Однажды, глядя с веранды на тихую речку, Дрэпер спросил своего агента:
— Как зовут эта речка?
— Криничная.
Русское название не понравилось Дрэперу. Он вспомнил реку неподалеку от города Миннеаполиса, где стоял дом его отца, и сказал:
— Пусть эта речка называется Миннесота. И этот улица тоже. Хорошо? Так называется мой родной речка, в Америка.
— Хорошо, мистер Дрэпер, — согласился агент. — Я скажу, будет так называться.
…Речка высохла, а улица еще несколько лет после революции носила название одного из штатов Америки.
Что касается Дрэпера, то он недолго прожил в Приморске. Прихватив с собой солидную сумму денег из тех, что собрали у рабочих, а также большую ссуду, которую любезно предоставило американскому дельцу русское казначейство, он в один прекрасный день исчез, растаял, словно и не было его на юге России.
Но воспоминания о нем остались. Воспоминания, если можно так выразиться, архитектурного порядка. Он построил из красного кирпича пять или шесть двухэтажных казарм, однообразных, как спичечные коробки. Сама по себе спичечная коробка — совсем неплохая вещь и вполне соответствует своему назначению; к тому же на ней наклеена красивая этикетка. Но если спичечную коробку увеличить в тысячи раз, сохранив в девственном виде все ее формы, то она лишится даже той мизерной привлекательности, которую придает ей этикетка, и получится унылое сооружение, пригодное разве для хранения кирпича или железа. Такие коробки и построил Дрэпер для жилья.
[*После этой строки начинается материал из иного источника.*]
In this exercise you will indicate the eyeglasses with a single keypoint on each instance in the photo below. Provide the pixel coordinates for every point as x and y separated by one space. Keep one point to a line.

Эта «архитектура» понравилась, однако, франко-бельгийским компаньонам. Она привлекла их своей дешевизной и стандартной «рациональностью». После таинственного исчезновения Дрэпера, от чего представитель фирмы, повидимому, особенно не пострадал, ибо не прилагал сколько-нибудь заметных усилий для розыска компаньона, фирма продолжала строить дома по типу дрэперовских. Так выросло несколько страшных улиц, напоминавших не то городок заключенных, не то чудовищно разросшийся двор военной казармы.
По проекту, утвержденному Дрэпером, дома в поселке располагались не параллельно улице, а перпендикулярно к ней. Когда возник вопрос, где ставить уборные, разумного ответа никто дать не мог. Поставить уборную между домами, против окон жильцов, — вроде нехорошо. Поставить с одной стороны — выходит на улицу, с другой — на другую улицу. В конце концов, не желая себя утруждать разрешением этого сложного вопроса, а тем более не собираясь тратить деньги на канализацию, один из градоправителей распорядился:
— Строить уборные на южной стороне улиц.
И вот идешь по улице, и шаг за шагом одна, неменяющаяся картина: уборная — дом-коробка, уборная — дом-коробка… И так далее — казарменно однообразно чуть ли не целых два километра.
И названия улиц такие же тоскливые, безрадостные, как сами улицы, — Казарменная, Кирпичная, Гнилозубовка, Жабовка, Нахаловка…
После революции и особенно со времени строительства нового трубного завода поселок начал понемногу преображаться. Самое лучшее здание, где жил директор, отвели под клуб. В поселке высадили тысячи деревьев, прикрывших срамоту улиц. Но не так скоро изменишь облик поселка, складывавшийся долгие годы.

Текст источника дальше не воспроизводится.